UK inflation experienced an unexpected decrease to 2.8 percent in February, providing a boost to Chancellor Rachel Reeves as she prepares to present a pivotal Spring Statement. The annual increase in consumer prices, announced by the Office for National Statistics on Wednesday, fell short of the 2.9 percent predicted by economists surveyed by Reuters and lower than the 3 percent recorded in January.
The decline in inflation was primarily influenced by a reduction in clothing prices, which decreased by 0.6 percent over the 12 months leading to February.
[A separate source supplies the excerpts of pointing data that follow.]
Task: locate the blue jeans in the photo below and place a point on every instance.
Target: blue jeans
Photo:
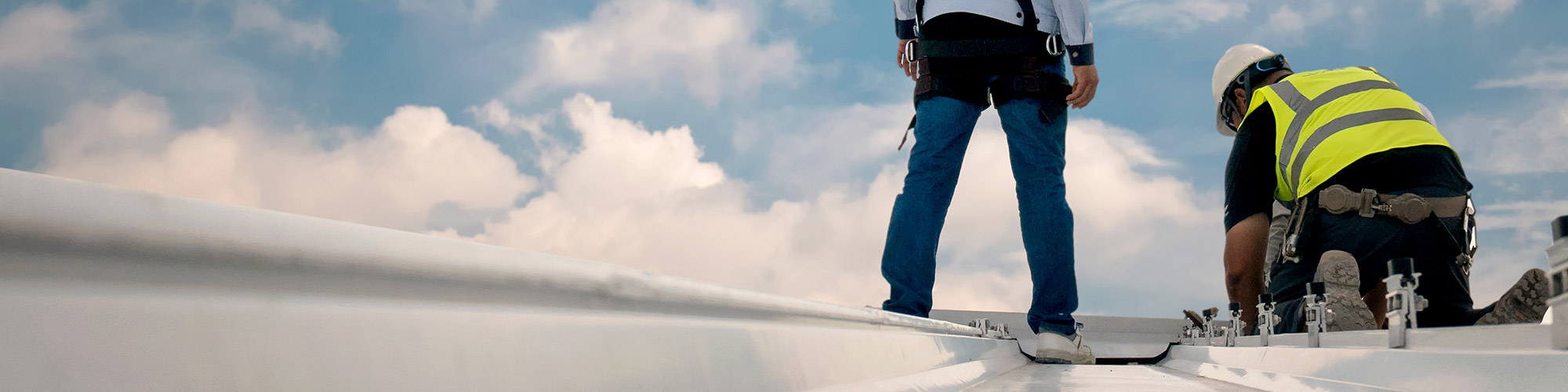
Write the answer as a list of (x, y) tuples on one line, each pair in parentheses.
[(1036, 148)]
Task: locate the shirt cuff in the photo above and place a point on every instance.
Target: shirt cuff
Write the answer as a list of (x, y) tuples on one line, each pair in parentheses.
[(906, 29), (1081, 56)]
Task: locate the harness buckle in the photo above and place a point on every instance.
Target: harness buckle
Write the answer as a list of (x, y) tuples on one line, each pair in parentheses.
[(1368, 201)]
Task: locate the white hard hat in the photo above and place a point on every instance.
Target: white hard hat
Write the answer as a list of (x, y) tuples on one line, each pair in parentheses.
[(1236, 60)]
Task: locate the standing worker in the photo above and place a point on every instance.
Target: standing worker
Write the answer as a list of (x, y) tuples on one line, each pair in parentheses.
[(965, 56), (1368, 180)]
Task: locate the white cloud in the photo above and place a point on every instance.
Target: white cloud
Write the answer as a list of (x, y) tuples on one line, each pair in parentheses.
[(1550, 71), (710, 49), (471, 10), (1486, 12), (37, 34), (292, 35), (1288, 23), (811, 10), (647, 200), (1171, 16), (391, 178), (1539, 81), (844, 143), (496, 115)]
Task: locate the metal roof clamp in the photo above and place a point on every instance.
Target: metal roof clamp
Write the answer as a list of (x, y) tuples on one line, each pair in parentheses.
[(1208, 325), (1266, 319), (984, 325), (1403, 300), (1558, 258), (1232, 333), (1318, 314)]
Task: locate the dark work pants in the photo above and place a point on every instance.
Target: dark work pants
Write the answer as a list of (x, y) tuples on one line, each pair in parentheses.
[(1434, 244)]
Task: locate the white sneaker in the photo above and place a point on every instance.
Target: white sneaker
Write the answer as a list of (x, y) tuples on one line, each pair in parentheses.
[(1341, 278), (1061, 350)]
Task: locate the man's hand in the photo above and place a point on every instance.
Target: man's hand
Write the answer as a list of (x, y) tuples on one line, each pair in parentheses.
[(1086, 79), (910, 70)]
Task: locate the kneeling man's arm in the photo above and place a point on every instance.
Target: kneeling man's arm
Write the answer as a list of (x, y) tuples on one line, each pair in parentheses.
[(1244, 264)]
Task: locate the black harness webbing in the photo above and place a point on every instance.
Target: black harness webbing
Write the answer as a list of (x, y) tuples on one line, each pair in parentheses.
[(1020, 81)]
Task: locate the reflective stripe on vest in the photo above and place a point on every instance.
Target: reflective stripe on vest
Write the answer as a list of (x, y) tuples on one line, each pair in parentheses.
[(1367, 112)]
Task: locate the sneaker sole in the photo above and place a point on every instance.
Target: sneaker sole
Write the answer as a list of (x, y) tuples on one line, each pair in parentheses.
[(1523, 303), (1062, 358), (1341, 278)]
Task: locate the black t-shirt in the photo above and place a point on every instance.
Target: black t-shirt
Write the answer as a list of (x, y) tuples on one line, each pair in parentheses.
[(1250, 175), (967, 26)]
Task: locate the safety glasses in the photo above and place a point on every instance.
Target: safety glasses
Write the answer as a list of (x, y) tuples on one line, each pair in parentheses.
[(1249, 81)]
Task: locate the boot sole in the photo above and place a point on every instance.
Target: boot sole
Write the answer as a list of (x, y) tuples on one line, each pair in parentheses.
[(1341, 278), (1523, 303), (1062, 358)]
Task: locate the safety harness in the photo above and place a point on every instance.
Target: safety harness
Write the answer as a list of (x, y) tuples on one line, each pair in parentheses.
[(1407, 208), (1018, 62)]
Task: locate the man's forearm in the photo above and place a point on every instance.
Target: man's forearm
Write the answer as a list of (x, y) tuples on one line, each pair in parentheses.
[(1244, 264)]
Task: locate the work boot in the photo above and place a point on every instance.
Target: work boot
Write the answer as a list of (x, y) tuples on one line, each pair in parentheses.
[(1056, 349), (1523, 303), (1341, 280)]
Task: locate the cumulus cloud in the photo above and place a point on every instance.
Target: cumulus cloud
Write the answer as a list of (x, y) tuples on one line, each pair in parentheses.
[(393, 178), (710, 49), (37, 34), (496, 115), (647, 200), (844, 143), (1169, 16), (292, 35)]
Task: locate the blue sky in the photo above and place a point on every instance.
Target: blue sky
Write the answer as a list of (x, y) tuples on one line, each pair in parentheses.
[(741, 142)]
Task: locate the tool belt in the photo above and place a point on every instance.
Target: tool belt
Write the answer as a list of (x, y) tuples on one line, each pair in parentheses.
[(1020, 78), (962, 70), (1406, 208), (1409, 209)]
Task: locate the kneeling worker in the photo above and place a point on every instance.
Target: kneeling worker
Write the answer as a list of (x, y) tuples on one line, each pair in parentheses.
[(1368, 180)]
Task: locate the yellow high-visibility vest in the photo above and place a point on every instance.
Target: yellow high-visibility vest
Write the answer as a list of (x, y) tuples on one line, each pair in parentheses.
[(1327, 120)]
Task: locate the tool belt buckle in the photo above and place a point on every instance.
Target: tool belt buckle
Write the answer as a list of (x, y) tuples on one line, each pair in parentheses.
[(1029, 84), (1368, 200), (1338, 200), (1409, 208)]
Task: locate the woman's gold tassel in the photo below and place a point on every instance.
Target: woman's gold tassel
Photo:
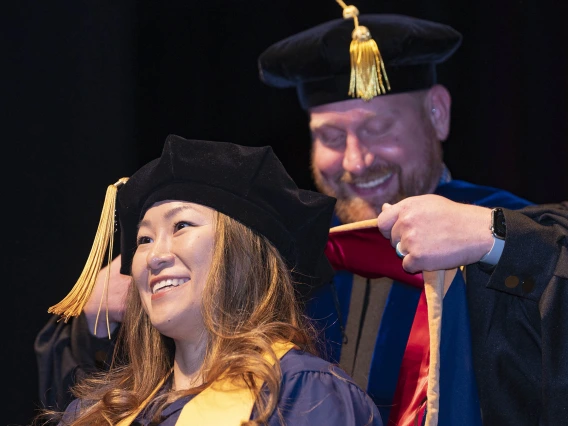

This development occurs as Reeves is set to propose over £10 billion in spending cuts aimed at addressing a deficit in public finances that has resulted from slow economic growth and rising borrowing costs.
Ongoing price pressures have led the Bank of England to adopt a “gradual” approach to reducing interest rates, despite the sluggish economic growth. Last week, the central bank maintained rates at 4.5 percent. According to the ONS, services inflation, an essential indicator of underlying price pressures for policymakers, remained steady at 5 percent in February. Economists had anticipated a slight decrease to 4.9 percent.
Joe Nellis, an economic adviser at the accountancy firm MHA, noted that the decline in headline inflation was “a welcome surprise for the government ahead of the Spring Statement.” However, he indicated that this drop is unlikely to reverse the Bank of England’s recent cautious strategy toward cutting rates. Following the data release, the pound weakened by 0.2 percent to $1.292.